« L’Adieu aux rois » : l’utilisation du roman comme moyen d’investigation historique. Dans un roman historique très documenté, Valère Staraselski retrace ce qui s’est passé d’août à octobre 1793 à l’intérieur de la basilique Saint-Denis concernant les sépultures des rois de France.
VALÈRE STARASELSKI donne à lire son 7e roman, « L’Adieu aux rois », consacré à un épisode relativement méconnu de la Révolution de 1789 : l’exhumation en 1793 des dépouilles royales et princières de la basilique de Saint-Denis où elles reposaient, pour certaines, depuis des siècles. Episode peu connu en réalité car considéré comme un événement lié à la Terreur, supplanté dans l’imaginaire collectif par la mise à mort de Louis XVI et de sa femme et dont la responsabilité est souvent imputée à Robespierre. Voilà qui méritait bien un roman historique. Comme dans « Une Histoire française », Georges de Coursaut, écrit sous la dictée de Marc-Antoine Doudeauville, seule l’année change. Comme les personnages secondaires sont les mêmes, le lecteur a l’impression de lire le deuxième volume d’une fresque romanesque... Depuis l’arrestation de Louis XVI à Varennes en juin 1791, c’en est fini de la monarchie constitutionnelle. Le gouvernement provisoire doit faire face aux menaces étrangères et à la guerre civile. Il fait fondre les monuments en bronze et autres métaux pour fabriquer des armes.

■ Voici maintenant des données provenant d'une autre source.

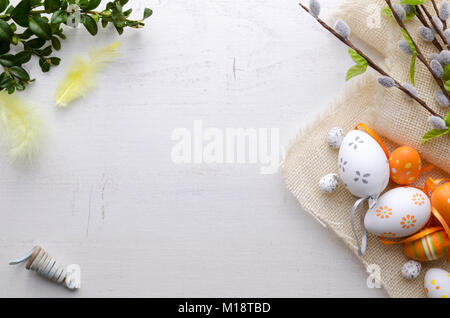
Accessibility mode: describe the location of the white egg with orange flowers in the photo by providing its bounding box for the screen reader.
[364,187,431,238]
[338,130,389,198]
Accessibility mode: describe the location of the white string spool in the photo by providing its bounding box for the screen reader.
[9,246,81,290]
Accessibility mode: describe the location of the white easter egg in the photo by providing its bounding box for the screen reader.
[424,268,450,298]
[364,187,431,237]
[338,130,389,198]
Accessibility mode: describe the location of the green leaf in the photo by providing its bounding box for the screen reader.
[0,19,13,43]
[0,41,11,54]
[50,57,61,65]
[381,6,392,17]
[9,66,30,81]
[11,0,31,28]
[381,6,417,21]
[442,64,450,82]
[348,48,369,67]
[44,0,61,13]
[39,58,50,73]
[402,28,417,55]
[29,16,52,40]
[14,51,32,65]
[50,10,67,24]
[80,0,102,10]
[0,0,9,13]
[444,112,450,127]
[420,129,450,145]
[345,64,367,81]
[25,38,45,49]
[444,80,450,92]
[81,14,98,35]
[142,8,153,20]
[52,36,61,51]
[400,0,427,6]
[0,54,15,67]
[409,54,417,86]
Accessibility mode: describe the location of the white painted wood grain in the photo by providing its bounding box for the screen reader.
[0,0,385,297]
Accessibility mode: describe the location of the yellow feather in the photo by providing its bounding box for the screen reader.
[0,92,43,160]
[55,41,121,107]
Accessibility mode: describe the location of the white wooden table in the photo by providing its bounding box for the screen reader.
[0,0,386,297]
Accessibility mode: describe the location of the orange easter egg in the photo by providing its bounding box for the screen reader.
[389,146,422,185]
[403,230,450,261]
[431,182,450,226]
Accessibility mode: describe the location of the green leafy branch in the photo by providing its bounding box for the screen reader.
[345,48,369,81]
[402,28,417,86]
[420,112,450,144]
[0,0,153,94]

Il donne l’ordre de détruire les mausolées royaux et d’en extraire les dépouilles.
L’habileté du romancier est de faire raconter ces derniers faits par l’organiste de Saint-Denis, Ferdinand Gautier, royaliste et catholique fervent.
Réalisme historique
Si bien que le lecteur assiste au récit de Gautier et aux remarques de Doudeauville, mis en forme par de Coursaut. Réalisme historique Le récit de Ferdinand Gautier est précis et émouvant, rien n’est épargné de l’aspect des dépouilles exhumées au lecteur qui, à son corps défendant, en oublie les exactions et la cruauté de ces roi s et reines.
Heureusement, Valère Staraselski prête à l’avocat Doudeauville, robespierriste convaincu, des propos prémonitoires : « Ainsi, si cela [la mort, l’assassinat] devait par malheur arriver à Maximilien Robespierre, sache que ses ennemis, nombreux et acharnés, dresseront alors de lui un portrait défavorable, mensonger, calomnieux ».
Valère Staraselski s’est soigneusement documenté aux sources de l’époque et fait ainsi apparaître, en contrepoint au récit de Gautier, le portrait d’un Robespierre qui voit les dangers de l’extrémisme, la traîtrise de certains, un Robespierre soucieux du bien public et défenseur du peuple. Face aux turpitudes des puissants jetés à la fosse commune, la figure de l’Incorruptible n’en prend que plus d’éclat. « Malgré les épreuves terribles que notre pays traverse, Maximilien Robespierre est bien l’homme de la situation ; il est l’homme de la mesure, de l’indulgence et, fait rarissime, de l’honnêteté », fait dire l’auteur à Doudeauville.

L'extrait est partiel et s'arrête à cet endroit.